Moral Hazard: the United States and Saudi Arabia (Marcellus Policy Analysis)

By Fiona Harrigan, Fall 2020 Marcellus Policy Fellow

Over the course of President Donald Trump’s tenure, the United States and Saudi Arabia have experienced an unprecedented level of partnership. It has seemingly also been Saudi Arabia’s most controversial era on the world stage, with its continued military campaigns in the Yemeni Civil War, involvement in the killing of Jamal Khashoggi, and blockade of Qatar. These actions have largely been met either with apathy or support from senior Trump officials and there have been few tangible challenges to the kingdom’s conduct from the current administration.

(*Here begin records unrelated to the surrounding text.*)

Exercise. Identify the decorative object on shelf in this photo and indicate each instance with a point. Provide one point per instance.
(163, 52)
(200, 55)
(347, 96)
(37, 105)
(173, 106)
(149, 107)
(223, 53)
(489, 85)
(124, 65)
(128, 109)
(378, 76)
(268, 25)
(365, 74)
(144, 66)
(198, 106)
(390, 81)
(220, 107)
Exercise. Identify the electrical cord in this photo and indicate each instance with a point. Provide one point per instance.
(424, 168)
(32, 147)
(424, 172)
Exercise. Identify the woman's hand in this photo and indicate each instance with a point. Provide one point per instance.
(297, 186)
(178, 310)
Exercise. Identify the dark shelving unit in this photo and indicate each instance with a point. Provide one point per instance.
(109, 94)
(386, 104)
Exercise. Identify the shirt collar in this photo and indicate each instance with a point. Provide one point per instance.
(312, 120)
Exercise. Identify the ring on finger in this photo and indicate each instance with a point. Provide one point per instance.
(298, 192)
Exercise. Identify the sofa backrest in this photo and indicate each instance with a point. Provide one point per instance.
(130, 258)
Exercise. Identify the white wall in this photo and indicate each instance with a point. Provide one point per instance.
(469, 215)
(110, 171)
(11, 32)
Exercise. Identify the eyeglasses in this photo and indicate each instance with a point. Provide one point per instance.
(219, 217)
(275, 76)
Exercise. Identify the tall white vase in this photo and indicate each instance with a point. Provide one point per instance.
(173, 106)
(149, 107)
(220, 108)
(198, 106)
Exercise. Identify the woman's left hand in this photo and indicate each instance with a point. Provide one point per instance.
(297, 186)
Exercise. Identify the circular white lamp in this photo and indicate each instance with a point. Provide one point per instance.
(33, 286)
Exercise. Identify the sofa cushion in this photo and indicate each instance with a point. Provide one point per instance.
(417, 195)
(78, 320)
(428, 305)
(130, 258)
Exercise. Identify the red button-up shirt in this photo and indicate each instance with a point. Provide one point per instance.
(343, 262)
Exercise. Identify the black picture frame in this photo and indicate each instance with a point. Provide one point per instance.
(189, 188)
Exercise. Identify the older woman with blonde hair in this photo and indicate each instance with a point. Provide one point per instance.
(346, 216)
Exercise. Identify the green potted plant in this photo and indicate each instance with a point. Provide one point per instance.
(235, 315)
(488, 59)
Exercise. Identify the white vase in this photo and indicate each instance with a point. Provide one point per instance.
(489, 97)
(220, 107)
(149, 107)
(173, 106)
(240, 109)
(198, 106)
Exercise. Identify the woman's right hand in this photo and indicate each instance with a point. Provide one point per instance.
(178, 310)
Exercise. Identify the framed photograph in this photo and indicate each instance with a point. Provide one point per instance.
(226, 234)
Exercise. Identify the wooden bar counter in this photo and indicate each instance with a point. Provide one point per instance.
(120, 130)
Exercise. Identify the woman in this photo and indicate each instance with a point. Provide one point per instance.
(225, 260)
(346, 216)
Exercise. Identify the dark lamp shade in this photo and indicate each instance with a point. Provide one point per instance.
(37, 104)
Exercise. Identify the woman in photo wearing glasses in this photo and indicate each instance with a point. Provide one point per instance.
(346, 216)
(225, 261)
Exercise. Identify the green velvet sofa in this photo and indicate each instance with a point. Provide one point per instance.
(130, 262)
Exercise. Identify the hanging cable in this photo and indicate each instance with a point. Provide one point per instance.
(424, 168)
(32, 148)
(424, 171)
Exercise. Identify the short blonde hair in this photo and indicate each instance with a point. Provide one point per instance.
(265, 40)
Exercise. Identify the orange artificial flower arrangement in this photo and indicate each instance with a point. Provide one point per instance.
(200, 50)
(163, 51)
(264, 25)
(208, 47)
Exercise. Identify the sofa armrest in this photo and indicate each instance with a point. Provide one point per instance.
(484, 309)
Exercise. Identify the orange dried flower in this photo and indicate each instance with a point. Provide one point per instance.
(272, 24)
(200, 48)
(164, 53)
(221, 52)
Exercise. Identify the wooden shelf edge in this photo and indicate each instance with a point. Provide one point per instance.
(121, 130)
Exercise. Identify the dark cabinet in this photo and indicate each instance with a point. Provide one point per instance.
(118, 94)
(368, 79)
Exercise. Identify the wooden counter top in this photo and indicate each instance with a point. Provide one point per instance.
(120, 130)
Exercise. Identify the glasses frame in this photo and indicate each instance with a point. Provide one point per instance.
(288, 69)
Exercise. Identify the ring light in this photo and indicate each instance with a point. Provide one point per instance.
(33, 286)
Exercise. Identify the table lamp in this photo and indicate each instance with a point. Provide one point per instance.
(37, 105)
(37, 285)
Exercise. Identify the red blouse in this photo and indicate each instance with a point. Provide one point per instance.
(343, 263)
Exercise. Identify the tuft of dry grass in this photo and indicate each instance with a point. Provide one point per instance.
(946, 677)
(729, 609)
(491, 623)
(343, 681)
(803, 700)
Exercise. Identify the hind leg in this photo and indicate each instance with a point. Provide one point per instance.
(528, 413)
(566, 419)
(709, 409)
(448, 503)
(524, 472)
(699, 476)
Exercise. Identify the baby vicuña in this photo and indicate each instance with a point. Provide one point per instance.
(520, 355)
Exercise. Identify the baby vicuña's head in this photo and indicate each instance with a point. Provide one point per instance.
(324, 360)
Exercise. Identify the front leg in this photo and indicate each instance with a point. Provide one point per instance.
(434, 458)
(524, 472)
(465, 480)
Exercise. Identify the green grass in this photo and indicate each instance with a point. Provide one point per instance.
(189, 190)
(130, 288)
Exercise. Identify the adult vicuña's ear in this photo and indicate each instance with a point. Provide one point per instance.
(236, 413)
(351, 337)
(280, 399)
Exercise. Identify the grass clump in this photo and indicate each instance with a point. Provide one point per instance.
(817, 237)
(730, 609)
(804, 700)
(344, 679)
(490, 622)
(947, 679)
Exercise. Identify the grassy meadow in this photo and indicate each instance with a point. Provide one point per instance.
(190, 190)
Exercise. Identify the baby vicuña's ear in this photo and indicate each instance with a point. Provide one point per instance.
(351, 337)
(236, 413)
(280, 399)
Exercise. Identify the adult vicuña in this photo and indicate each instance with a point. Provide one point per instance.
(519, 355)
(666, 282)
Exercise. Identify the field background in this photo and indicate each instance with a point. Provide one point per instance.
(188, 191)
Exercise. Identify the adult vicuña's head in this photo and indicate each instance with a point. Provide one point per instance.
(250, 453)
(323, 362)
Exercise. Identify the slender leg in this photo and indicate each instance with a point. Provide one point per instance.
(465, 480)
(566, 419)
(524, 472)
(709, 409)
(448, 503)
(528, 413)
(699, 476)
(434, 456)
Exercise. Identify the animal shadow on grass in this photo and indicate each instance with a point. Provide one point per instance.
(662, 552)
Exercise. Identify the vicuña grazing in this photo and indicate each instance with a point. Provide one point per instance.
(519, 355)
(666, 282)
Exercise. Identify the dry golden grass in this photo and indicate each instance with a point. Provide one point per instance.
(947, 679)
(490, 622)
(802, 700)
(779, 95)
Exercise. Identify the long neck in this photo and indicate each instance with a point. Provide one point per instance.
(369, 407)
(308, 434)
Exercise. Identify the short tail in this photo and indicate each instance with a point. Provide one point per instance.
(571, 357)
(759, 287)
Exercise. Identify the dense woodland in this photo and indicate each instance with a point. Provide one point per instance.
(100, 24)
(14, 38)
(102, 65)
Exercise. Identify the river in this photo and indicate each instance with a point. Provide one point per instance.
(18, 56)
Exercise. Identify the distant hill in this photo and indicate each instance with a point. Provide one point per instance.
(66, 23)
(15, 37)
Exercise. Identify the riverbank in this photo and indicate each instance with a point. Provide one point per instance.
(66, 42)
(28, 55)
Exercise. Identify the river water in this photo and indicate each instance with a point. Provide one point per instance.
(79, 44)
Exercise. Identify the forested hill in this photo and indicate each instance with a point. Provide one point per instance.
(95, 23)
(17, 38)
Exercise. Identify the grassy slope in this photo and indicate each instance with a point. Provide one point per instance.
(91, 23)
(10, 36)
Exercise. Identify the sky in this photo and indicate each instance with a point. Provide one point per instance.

This cycle of permissiveness on the part of the United States and subsequent recklessness from the emboldened kingdom is an example of moral hazard, which refers to an arrangement in which actors
are not incentivized to guard against risk because they perceive they will be shielded from the consequences of their actions. The United States’s financial ties to the kingdom through arms deals––and the fact that its relationship with Saudi Arabia is a counterbalance to Iranian influence in the region––is effectively the kingdom’s insurance policy. With the confidence it has developed from this unwavering American support, Saudi Arabia has little incentive to change its conduct in the region.

President-elect Biden and Congress will face new opportunities to challenge our morally hazardous relationship with Saudi Arabia. It isn’t necessary to cease relations with the nation entirely. For instance, if Biden were to develop diplomatic ties with Iran as a challenge to Saudi Arabia, he could leverage his relationships with either country against the other. But, by ceasing arms sales to the
kingdom, Biden could send a clear signal that the Saudi-led coalition’s conduct in Yemen is outside the bounds of acceptable behavior. Whether Biden chooses to pursue these tactics or others, what will prove most effective in compelling Saudi Arabia to change its ways will be political and diplomatic approaches that convey that the U.S. may no longer be as securely on the kingdom’s side as it has been during the Trump years.